Furore over Brunswick baths

March 4, 1992
Issue 

Furore over Brunswick baths

By Pip Hinman

MELBOURNE — The Brunswick City Council may not be permitted to schedule women-only sessions at the Brunswick swimming pool because this would allegedly discriminate against men.

On March 5, the Equal Opportunity Board will hear a case against council plans for twice-weekly women-only sessions mainly to meet the needs of women from the area's large Muslim community.

The furore erupted after the council applied for temporary exemption from the Equal Opportunity Act to permit women-only sessions on Friday afternoons and evenings. Brunswick Council recreational officer Jo Lindley told Green Left Weekly that the proposal was mainly for Muslim women, whose religion forbids them to swim in the presence of men, and for other women who might may feel uncomfortable swimming with men.

Opponents of the council plan are claiming reverse discrimination, but Lindley says around 80% of the council's recreational resources are used mainly by men. "Most of the recreational budget is spent on the maintenance of the sports grounds. There are only a few women's teams."

Media commentary and correspondence have been very one-sided. The Age editorialised against special consideration for "a tiny minority ... whose ideas about modesty do not accord with those of the vast majority of the population".

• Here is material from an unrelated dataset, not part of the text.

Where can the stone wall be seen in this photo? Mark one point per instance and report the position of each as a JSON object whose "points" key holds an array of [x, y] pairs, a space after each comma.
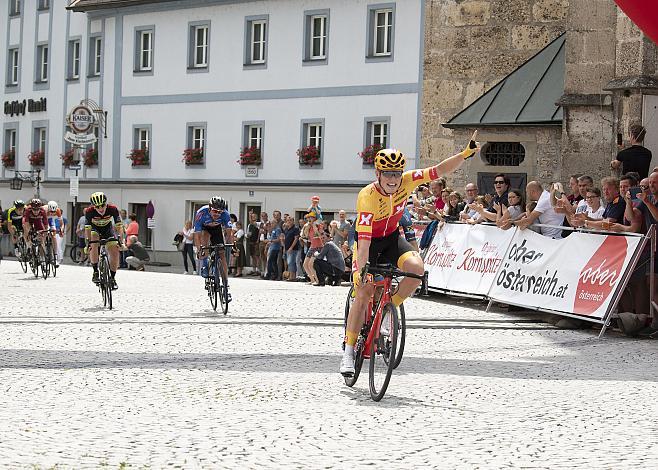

Bryce Vessell, Democrat candidate for the seat of Melbourne, also supported the status quo in a letter to the February 26 Melbourne Times. However, Bob Lewis, Democratic Socialist candidate for the seat of Wills, rejects the "reverse discrimination" claims: "This is just playing with words. The heart of the matter is that the position of women and men in our society is not equal. Some modest measures to provide some separate space for women shouldn't be the occasion for howls of outrage", he said.